Destarte, Adorno procurará contestar as teses centrais de Popper, sendo bastante seletivo e concentrando-se em alguns conceitos basilares apresentados pela comunicação que o precedeu. Assim sendo, o autor retomará os conceitos de “teoria”, “crítica”, “totalidade”, “sociedade”, “verdade” e “objetividade”, tingindo-os com a conotação que lhe é peculiar – e que difere sobremaneira daquela de Popper.

É com este espírito que, logo ao início de sua exposição, Adorno se esforçará em demarcar a diferença entre a sua compreensão e a de Popper no tocante ao termo lógica, que está contido no título mesmo da comunicação do autor de Open Society. Desta feita, dirá Adorno, o termo lógica deveria ser tomado em uma conotação “mais ampla”, evocando antes os procedimentos concretos da sociologia do que as “regras genéricas” de pensamento (ADORNO, 1986b, 46). Adorno seguirá pontuando todo o seu texto com base no desenvolvimento de seus argumentos em defesa da teoria crítica, contrapondo-os ao racionalismo crítico e à lógica formal característicos da comunicação de Popper.

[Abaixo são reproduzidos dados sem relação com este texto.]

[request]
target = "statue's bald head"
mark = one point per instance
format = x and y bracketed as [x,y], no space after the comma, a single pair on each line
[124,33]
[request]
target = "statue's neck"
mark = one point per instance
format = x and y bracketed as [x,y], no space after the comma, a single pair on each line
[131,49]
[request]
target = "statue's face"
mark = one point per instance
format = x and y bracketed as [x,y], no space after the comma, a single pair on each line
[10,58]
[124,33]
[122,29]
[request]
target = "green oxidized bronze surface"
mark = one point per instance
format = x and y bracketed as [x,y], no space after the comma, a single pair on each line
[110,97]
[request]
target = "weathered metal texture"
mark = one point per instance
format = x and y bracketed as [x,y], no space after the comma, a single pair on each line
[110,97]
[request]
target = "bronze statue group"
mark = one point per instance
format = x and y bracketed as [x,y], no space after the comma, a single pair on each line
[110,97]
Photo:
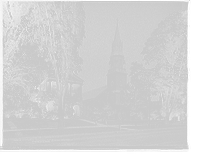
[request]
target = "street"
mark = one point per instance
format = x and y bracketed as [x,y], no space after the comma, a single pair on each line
[171,137]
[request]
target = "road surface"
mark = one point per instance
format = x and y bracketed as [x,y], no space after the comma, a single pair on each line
[171,137]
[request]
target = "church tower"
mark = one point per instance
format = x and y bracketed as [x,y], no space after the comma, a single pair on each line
[116,77]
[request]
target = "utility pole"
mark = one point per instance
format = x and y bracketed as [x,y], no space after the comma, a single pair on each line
[149,100]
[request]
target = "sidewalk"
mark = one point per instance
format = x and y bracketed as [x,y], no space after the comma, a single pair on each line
[11,124]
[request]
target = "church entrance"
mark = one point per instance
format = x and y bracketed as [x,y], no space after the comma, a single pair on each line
[76,109]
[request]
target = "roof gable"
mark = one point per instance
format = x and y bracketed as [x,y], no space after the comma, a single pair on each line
[93,93]
[72,78]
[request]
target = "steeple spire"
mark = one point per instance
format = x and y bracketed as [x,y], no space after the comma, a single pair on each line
[117,39]
[117,43]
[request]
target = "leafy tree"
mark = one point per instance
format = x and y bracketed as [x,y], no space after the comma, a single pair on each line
[154,114]
[57,29]
[14,35]
[168,46]
[135,92]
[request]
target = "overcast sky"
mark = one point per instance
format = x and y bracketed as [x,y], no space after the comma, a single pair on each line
[137,20]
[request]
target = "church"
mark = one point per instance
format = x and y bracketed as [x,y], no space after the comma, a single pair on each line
[116,78]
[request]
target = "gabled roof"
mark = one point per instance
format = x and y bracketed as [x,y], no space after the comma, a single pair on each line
[93,93]
[72,78]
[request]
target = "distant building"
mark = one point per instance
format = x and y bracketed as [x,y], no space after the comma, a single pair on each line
[116,77]
[74,92]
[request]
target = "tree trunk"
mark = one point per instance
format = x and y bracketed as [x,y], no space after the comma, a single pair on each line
[167,118]
[60,112]
[167,113]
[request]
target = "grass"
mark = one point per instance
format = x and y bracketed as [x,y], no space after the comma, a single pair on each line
[5,125]
[117,122]
[44,123]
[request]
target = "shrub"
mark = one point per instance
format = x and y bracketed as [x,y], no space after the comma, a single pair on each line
[8,111]
[31,109]
[53,115]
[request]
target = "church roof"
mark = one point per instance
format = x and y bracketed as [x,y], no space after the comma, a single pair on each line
[93,93]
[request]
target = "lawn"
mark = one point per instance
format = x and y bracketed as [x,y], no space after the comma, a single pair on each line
[43,123]
[117,122]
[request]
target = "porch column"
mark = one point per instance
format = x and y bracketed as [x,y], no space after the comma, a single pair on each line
[70,89]
[80,91]
[49,87]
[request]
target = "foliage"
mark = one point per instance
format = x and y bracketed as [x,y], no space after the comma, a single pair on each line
[53,115]
[154,114]
[135,92]
[141,114]
[168,46]
[15,34]
[57,28]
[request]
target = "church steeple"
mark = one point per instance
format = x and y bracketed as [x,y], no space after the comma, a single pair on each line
[116,77]
[117,62]
[117,44]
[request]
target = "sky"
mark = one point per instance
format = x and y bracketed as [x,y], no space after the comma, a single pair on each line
[136,22]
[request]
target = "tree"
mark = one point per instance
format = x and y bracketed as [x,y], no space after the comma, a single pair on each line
[57,28]
[15,34]
[168,46]
[135,92]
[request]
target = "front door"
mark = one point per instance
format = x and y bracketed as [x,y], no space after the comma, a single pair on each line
[76,110]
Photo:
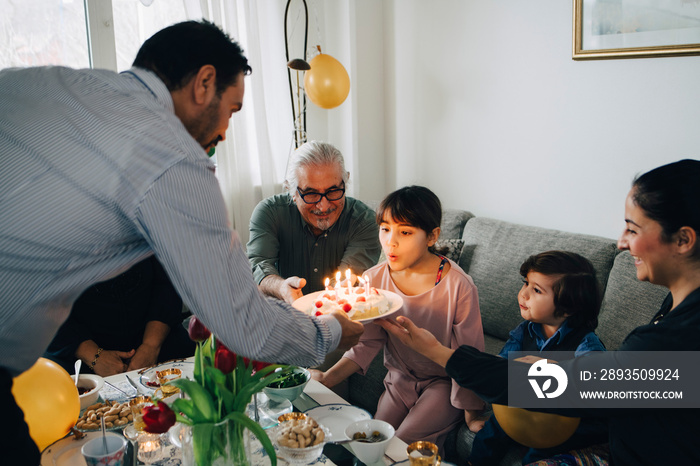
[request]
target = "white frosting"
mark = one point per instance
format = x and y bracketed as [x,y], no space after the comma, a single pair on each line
[356,303]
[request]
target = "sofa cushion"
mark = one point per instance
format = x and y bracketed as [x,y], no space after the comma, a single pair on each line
[493,252]
[628,303]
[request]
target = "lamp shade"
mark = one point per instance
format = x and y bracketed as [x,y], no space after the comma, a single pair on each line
[327,82]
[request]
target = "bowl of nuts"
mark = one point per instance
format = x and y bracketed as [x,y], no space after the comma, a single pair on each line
[89,386]
[299,441]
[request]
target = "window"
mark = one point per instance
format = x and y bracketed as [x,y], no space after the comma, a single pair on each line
[43,32]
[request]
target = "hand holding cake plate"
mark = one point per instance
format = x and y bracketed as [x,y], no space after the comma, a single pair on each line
[306,304]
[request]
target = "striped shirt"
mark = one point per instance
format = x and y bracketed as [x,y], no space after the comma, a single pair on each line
[98,173]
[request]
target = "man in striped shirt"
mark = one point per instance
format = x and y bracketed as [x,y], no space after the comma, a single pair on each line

Partindo das duas primeiras teses de Popper, relativas ao conhecimento abundante e à ilimitável ignorância, Adorno dirá que, embora esteja de acordo com elas, considera-as insuficientemente exploradas, posto que a superação do não-conhecimento ou ignorância (ou mesmo sua incorporação à esfera do conhecimento) não ocorre do progresso da ciência e da metodologia, como quer Popper, e nem mesmo com aquilo que impropriamente denomina-se “síntese”. Referindo-se ao “objeto da sociologia”, Adorno de saída procura demarcar de modo preciso o território de seu pensamento:

O que, entretanto, se afigura em Popper como um não-conhecimento passageiro não é, no progresso da pesquisa e da metodologia, simplesmente superável por aquilo que, com um termo fatal e impróprio, denomina-se síntese. O objeto contrapõe-se à unidade simplista e sistemática de frases interligadas. /.../ o ideal de conhecimento de uma explicação unívoca, simplificada ao máximo, matematicamente elegante, fracassa quando o próprio objeto, a sociedade, não é unívoca nem simples, nem tampouco se sujeita de modo neutro ao arbítrio da formação categorial, pois difere daquilo que o sistema de categorias de lógica discursiva antecipadamente espera (ADORNO, 1986b, 47).

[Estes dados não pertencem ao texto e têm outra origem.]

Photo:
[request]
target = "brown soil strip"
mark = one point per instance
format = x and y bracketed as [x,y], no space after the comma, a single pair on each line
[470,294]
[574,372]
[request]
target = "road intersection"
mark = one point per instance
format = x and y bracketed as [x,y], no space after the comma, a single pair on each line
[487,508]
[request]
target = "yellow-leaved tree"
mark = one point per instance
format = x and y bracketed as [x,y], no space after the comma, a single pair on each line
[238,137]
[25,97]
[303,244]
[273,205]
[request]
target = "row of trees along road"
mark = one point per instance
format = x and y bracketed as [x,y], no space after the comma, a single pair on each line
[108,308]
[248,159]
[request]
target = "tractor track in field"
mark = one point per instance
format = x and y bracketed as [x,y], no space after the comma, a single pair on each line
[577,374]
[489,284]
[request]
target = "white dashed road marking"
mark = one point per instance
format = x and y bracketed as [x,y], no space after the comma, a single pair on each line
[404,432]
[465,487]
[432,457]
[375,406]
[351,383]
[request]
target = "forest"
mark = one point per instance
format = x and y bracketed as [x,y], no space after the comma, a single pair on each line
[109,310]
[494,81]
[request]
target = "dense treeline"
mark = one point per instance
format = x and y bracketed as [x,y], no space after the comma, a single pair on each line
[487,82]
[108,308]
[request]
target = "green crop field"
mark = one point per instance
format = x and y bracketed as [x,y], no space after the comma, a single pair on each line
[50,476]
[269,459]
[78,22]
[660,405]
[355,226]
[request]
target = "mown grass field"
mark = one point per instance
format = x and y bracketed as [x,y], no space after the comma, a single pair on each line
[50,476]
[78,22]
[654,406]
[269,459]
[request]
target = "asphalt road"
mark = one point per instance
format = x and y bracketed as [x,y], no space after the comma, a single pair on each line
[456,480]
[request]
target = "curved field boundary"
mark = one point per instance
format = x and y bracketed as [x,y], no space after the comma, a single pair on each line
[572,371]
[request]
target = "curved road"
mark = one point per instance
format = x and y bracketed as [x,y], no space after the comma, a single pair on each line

Adorno caracterizará o positivismo reatualizando a denúncia da natureza objetivada e da razão instrumental – afirmando com aguçada ironia que, para quem considera as contradições como anátemas, o positivismo é vítima inconsciente de uma contradição interna em sua própria orientação fundamental. Ora, sendo a sociedade contraditória em si mesma – apesar de determinável, ela se configura a um só tempo como racional e irracional, sistemática e caótica, natureza cega e mediada pela consciência –, os procedimentos sociológicos ou se curvam frente às peculiaridades de seu objeto ou então estarão fadados, por ânsia puritana contra a contradição, a embrenhar-se nas  mais desastrosas das contradições, a saber, aquela entre a estrutura do pensar sociológico e o próprio objeto de que se ocupa este  pensar: “O suposto não-saber sociológico em boa medida designa apenas a divergência entre a sociedade como objeto e o método tradicional” (ADORNO, 1986b, 47/48).

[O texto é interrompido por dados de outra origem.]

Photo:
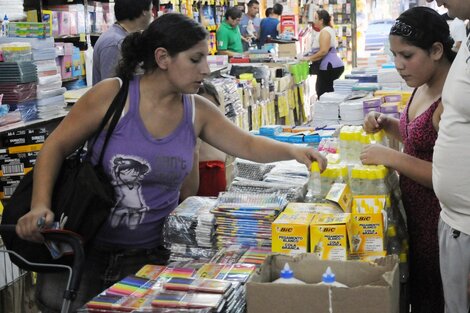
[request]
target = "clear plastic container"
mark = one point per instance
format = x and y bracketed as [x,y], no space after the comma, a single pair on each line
[287,277]
[314,184]
[16,52]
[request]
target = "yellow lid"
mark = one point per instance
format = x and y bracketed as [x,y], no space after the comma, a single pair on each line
[326,172]
[356,173]
[314,167]
[391,231]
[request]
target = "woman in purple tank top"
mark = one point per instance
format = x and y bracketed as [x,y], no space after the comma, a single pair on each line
[148,156]
[422,47]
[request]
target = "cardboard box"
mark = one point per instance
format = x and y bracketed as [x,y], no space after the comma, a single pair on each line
[291,49]
[290,233]
[374,288]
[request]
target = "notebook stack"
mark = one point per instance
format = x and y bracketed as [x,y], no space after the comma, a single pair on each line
[18,84]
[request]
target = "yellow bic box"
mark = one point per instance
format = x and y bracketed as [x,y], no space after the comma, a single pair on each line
[290,233]
[328,236]
[366,233]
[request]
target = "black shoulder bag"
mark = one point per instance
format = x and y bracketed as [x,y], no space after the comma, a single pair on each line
[82,192]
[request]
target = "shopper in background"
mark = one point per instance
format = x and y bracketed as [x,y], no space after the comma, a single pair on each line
[249,25]
[156,9]
[152,146]
[268,12]
[229,38]
[457,32]
[451,173]
[422,47]
[331,66]
[131,16]
[269,25]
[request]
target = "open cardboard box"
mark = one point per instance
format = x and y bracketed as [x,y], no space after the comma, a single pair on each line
[373,287]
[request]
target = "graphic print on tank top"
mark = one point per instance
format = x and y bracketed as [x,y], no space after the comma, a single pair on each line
[130,208]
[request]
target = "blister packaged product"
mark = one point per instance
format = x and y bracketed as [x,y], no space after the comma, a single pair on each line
[251,170]
[191,223]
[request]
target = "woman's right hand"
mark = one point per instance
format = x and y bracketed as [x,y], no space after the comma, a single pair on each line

Evidentemente, Adorno não pretende se colocar a favor do “insustentável” asceticismo empirista frente à teoria – com o qual Popper também não concordaria. O que se pretende, com efeito, é a denuncia da contradição interna de um método que, em sua coloração positivista, deseja uma objetividade extrema, ou seja, purgada de toda a projeção subjetiva, sem, no entanto, hesitar em recorrer à particularidade de uma “razão instrumental” puramente subjetiva – eis o “nó górdio” que Adorno quer explicitar.

Embora concorde com a assertiva popperiana acerca da prioridade dos problemas na tensão entre saber e não-saber, Adorno considera imprescindível ir mais além, pois, sendo a sociedade em si mesma um problema em sentido enfático – já que ela se apresenta antes de tudo como um elemento não unívoco, mas sim contraditório –, deve-se atentar para o fato de que os problemas da sociologia nem sempre decorrem da constatação de que “algo no nosso pretenso saber não está em ordem” (Popper): a contradição não deixará de existir pelo simples fato de conhecermos mais, ou então porque formulamos o problema de maneira mais clara ou mesmo porque uma solução proposta foi verificada ou refutada:

A contradição não precisa ser, como Popper aqui pelo menos supõe, uma contradição meramente ‘aparente’ entre sujeito e objeto, que seria imputada somente ao sujeito como insuficiência de julgamento. Ao invés disso, a contradição pode ter seu lugar do modo mais real no objeto e de modo algum se deixar retirar do mundo por força de um aumento do conhecimento ou de uma formulação mais clara (ADORNO, 1986b, 49).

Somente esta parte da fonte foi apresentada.